Órdenes religiosas nuevas.
Es
un gran espectáculo el del desarrollo sucesivo y providencial de las semillas
apostólicas de la vida religiosa, depositada en los comienzos en la tierra de
la Iglesia.
El árbol creció y su crecimiento dio lugar al magnífico desarrollo de
los dos órdenes antiguos y primitivos, el orden monástico y el orden canónico.

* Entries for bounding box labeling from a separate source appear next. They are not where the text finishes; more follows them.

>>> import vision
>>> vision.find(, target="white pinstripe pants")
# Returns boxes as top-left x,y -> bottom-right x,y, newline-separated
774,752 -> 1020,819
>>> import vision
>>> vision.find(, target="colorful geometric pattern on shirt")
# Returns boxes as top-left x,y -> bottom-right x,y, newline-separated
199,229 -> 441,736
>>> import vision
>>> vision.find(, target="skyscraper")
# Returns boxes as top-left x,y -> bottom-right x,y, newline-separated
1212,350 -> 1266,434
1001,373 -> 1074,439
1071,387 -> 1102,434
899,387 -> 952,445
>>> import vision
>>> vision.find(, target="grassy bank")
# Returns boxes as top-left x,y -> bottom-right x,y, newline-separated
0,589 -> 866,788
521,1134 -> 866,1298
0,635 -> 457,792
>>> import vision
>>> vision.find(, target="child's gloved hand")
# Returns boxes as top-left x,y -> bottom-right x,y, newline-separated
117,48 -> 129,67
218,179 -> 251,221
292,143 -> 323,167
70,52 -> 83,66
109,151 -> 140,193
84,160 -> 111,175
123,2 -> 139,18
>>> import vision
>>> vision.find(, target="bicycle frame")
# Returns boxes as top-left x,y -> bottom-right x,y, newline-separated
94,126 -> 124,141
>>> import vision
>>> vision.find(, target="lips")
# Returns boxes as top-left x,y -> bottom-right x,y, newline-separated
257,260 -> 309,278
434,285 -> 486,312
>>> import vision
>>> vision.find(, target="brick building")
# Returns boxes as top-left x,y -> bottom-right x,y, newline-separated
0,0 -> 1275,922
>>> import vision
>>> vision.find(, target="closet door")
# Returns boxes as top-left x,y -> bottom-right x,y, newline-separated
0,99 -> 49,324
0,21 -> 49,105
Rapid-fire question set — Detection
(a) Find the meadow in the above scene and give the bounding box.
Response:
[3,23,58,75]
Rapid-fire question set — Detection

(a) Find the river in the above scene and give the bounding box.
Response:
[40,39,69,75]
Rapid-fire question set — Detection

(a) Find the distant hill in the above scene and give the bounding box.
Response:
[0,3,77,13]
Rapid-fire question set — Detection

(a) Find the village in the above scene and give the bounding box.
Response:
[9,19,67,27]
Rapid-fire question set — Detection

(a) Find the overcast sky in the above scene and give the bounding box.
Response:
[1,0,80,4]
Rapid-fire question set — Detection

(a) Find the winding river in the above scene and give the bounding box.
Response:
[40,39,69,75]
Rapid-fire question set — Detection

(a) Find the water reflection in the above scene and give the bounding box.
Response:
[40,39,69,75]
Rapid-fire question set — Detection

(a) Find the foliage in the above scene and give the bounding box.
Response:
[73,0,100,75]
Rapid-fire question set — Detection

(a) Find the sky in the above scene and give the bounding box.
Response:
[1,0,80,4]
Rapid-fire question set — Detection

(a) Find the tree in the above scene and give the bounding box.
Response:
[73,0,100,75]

Entrelazando sus ramas sobre Europa abolieron la idolatría, convirtieron a los
bárbaros, establecieron por todas partes, juntamente con la jerarquía sagrada
de las Iglesias, obispados, monasterios y parroquias, y fundaron las costumbres
cristianas y la verdadera civilización gracias a la doble eficacia del
ministerio sacerdotal y de los ejemplos de santidad.
Hasta
el siglo XIII no conoció la Iglesia otros institutos religiosos fuera de estas
grandes órdenes.
Pero en esta época y al acercarse los tiempos modernos vino Dios en ayuda
de su Iglesia con nuevas y magníficas creaciones. Había que sostener nuevos
combates en medio de los riesgos de una civilización más avanzada, que aspiraba
a una peligrosa independencia.
El movimiento de los espíritus se extendía a todas las naciones sin
tener en cuenta sus límites: al lado del ministerio localizado de los monjes y
de los canónigos pastores de las Iglesias había necesidad de una nueva milicia
que pudiera recorrer el mundo y dirigir aquel movimiento, efecto legítimo, en
su origen, del progreso de la unidad cristiana, pero que podía fácilmente desviarse.
Había también que reemprender la obra apostólica de la conversión de los
infieles. En aquel mismo tiempo en que se abrían las universidades y en que se
agitaban los primeros esfuerzos del racionalismo, las inmensas regiones de Asia
y de África se ofrecían a las empresas y a las investigaciones de Europa[1].
Pronto se revelará América al viejo mundo.
Precisamente
entonces aparecieron las grandes familias de las órdenes religiosas propiamente
dichas, la de santo
Domingo y la de san Francisco.
Con estos institutos recibió el estado religioso nueva misión y nueva
forma. No estuvo llamado únicamente a sostener a las Iglesias particulares y a
realizar obras locales en los órdenes monástico y canónico, sino a servir a la
Iglesia universal con un ministerio esencial y propiamente apostólico.
Y
como este apostolado respecta a la Iglesia entera, debió ser por su misma naturaleza
esencial y propiamente dependiente del Soberano Pontífice, dirigido por él y en
ninguna parte limitado por barreras de circunscripciones o de jurisdicciones
particulares.
Otras
órdenes religiosas aparecieron tras las órdenes de santo Domingo y de san
Francisco. Se las reúne bajo el nombre común de fratres y todas tienen
una fisonomía común. Tales son las órdenes de los carmelitas, de los agustinos,
de los mínimos.
La
edad media se terminó en medio de sus inmensos trabajos.
Finalmente,
en el siglo XVI este apostolado de los religiosos recibió nueva forma en la
gran familia de los clérigos regulares.
Entre éstos corresponde incontestablemente el puesto más glorioso a la
Compañía de Jesús, suscitada por el Espíritu de Dios para sostener a la Iglesia
en sus combates contra el protestantismo y el racionalismo moderno, al mismo
tiempo que para extender más la obra de las misiones entre los infieles.
Esta ilustre Compañía, con sus apóstoles, sus doctores y sus santos, no
cesó de constituir la vanguardia de la Iglesia militante y mereció el insigne honor y el privilegio de
ser cada vez más violentamente atacada y perseguida por los enemigos de Jesucristo
y de su Iglesia. Alabada por el Espíritu Santo desde su cuna en el sagrado concilio
de Trento[2], no cesa de dar a la Iglesia doctores, apóstoles
y mártires.
A
los clérigos regulares hay que asimilar todavía por su género de vida y su vocación
especial los clérigos que viven en comunidad y las grandes familias de san Alfonso de Ligorio y de san
Pablo de la Cruz, y luego, más cerca
del clero secular bajo la disciplina de los santos votos, los sacerdotes de la
Misión, y finalmente las numerosas congregaciones modernas de oblatos, y de
misioneros.
[1] Nada
más admirable y quizá menos conocido que el inmenso desarrollo de las misiones
dominicanas y franciscanas, extendidas desde Groenlandia hasta el Norte de
China, y de Siria hasta el Sur de Abisinia.
[2] Concilio de Trento, sesión 25 (1563), Decreto (de
reforma) sobre los regulares y las monjas, can. 16; Hefele 10, 607.